« Je peux tout en celui qui me fortifie. » Philippiens 4:13
✅ Pour avoir la « forme spirituelle » et la conserver, écoutons l’apôtre Paul qui compare le chrétien à un sportif, et l’engage à:
☑️ vivre de régime en tout temps pour être en forme au moment de la compétition : prendre la nourriture fortifiante et équilibrée de la Parole de Dieu, et nous abstenir des choses du monde qui entravent notre développement spirituel (1Corinthiens 9. 25) ;
☑️ comme les jeunes Grecs qui pratiquaient chaque matin des exercices corporels, nous entraîner régulièrement à la piété, c’est-à-dire à développer notre relation avec Dieu par la prière et la méditation de la Bible ( 1Timothée 4. 8 ) ;
☑️ courir comme s’il n’y avait qu’un seul prix, qu’une seule occasion de gagner, donc mettre en jeu toute notre énergie pour le remporter (1Corinthiens 9. 24) ;
☑️ oublier les choses qui sont derrière : nos défaites dont le souvenir pourrait nous casser le moral, comme aussi nos victoires qui nous rendraient présomptueux et minimiseraient la nécessité d’un effort ; nous concentrer sur le but auquel Dieu nous appelle (Philippiens 3. 14).

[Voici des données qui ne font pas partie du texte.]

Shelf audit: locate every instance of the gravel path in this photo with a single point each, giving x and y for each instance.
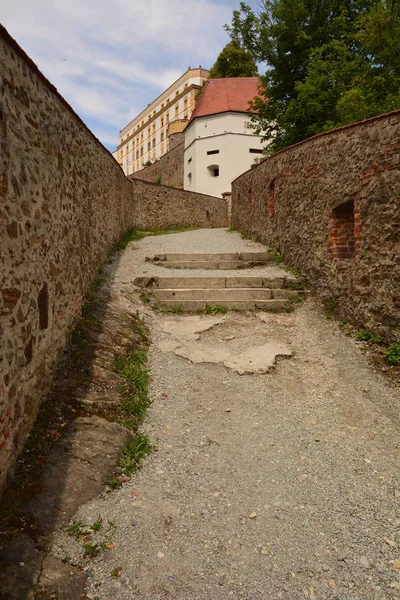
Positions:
(282, 485)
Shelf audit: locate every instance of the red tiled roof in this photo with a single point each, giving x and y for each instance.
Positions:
(223, 95)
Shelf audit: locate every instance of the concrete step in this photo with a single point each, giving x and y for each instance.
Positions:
(206, 282)
(214, 257)
(193, 305)
(226, 260)
(220, 296)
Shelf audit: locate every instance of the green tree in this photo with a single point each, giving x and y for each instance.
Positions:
(234, 61)
(329, 62)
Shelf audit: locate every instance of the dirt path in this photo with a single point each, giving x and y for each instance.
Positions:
(283, 484)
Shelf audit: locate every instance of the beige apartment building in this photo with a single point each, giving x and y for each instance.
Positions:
(145, 138)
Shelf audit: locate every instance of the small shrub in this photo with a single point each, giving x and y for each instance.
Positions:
(393, 354)
(365, 335)
(76, 529)
(114, 484)
(93, 550)
(216, 309)
(97, 525)
(145, 298)
(134, 453)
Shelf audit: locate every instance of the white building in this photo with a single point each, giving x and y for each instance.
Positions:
(219, 141)
(145, 138)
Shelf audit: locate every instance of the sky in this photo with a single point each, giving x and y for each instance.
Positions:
(110, 58)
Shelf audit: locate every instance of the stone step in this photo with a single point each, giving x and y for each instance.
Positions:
(214, 257)
(222, 295)
(193, 305)
(216, 282)
(226, 260)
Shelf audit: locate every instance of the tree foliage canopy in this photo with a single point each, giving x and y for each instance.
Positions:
(234, 61)
(329, 63)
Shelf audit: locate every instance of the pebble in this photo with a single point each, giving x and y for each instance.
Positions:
(364, 562)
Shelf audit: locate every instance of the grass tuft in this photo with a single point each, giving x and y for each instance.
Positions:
(393, 354)
(134, 453)
(365, 335)
(216, 309)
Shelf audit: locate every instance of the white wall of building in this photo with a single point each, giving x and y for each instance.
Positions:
(229, 134)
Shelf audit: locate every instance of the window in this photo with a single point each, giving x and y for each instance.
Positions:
(213, 170)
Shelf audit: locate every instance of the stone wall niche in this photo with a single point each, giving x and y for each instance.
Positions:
(342, 231)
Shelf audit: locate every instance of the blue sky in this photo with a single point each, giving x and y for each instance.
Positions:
(110, 58)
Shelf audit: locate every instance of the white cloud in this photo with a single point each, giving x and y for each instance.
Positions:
(110, 59)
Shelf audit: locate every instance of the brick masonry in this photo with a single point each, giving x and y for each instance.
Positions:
(64, 201)
(331, 206)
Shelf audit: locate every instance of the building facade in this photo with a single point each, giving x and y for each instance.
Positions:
(220, 143)
(146, 137)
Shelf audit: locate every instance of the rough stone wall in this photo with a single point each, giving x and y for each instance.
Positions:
(161, 206)
(64, 201)
(298, 199)
(167, 171)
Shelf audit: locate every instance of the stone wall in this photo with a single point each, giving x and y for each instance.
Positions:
(168, 170)
(64, 201)
(331, 206)
(161, 206)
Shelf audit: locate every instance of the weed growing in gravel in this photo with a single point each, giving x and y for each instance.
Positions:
(297, 299)
(92, 550)
(135, 389)
(172, 310)
(365, 335)
(216, 309)
(145, 298)
(134, 453)
(76, 529)
(97, 525)
(114, 484)
(393, 354)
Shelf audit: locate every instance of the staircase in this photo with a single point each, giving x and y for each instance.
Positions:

☑️ respecter les règles du jeu, faute de quoi nous sommes disqualifiés et perdons notre récompense ; il faut agir dans la dépendance du Seigneur et non selon nos idées (2Timothée 2. 5).
La déclaration de Paul dans le verset d’aujourd’hui nous conduit à une autre remarque : Qu’est-ce qui maintient en mouvement les jambes du coureur de marathon, quand ses muscles, dans leur souffrance, lui crient de s’arrêter ? La volonté du coureur fortifiée par la pensée de sa victoire ou par le désir de terminer l’épreuve. Qui est-ce qui fortifiait la volonté de Paul, pour continuer sa course, malgré les souffrances, les difficultés et tout ce qui l’incitait à baisser les bras ? C’était le Seigneur lui-même, au jour le jour, suivant le besoin de son serviteur.
📌 Attention ! Paul était fortifié par la communion et la dépendance du Seigneur dans lesquelles il vivait.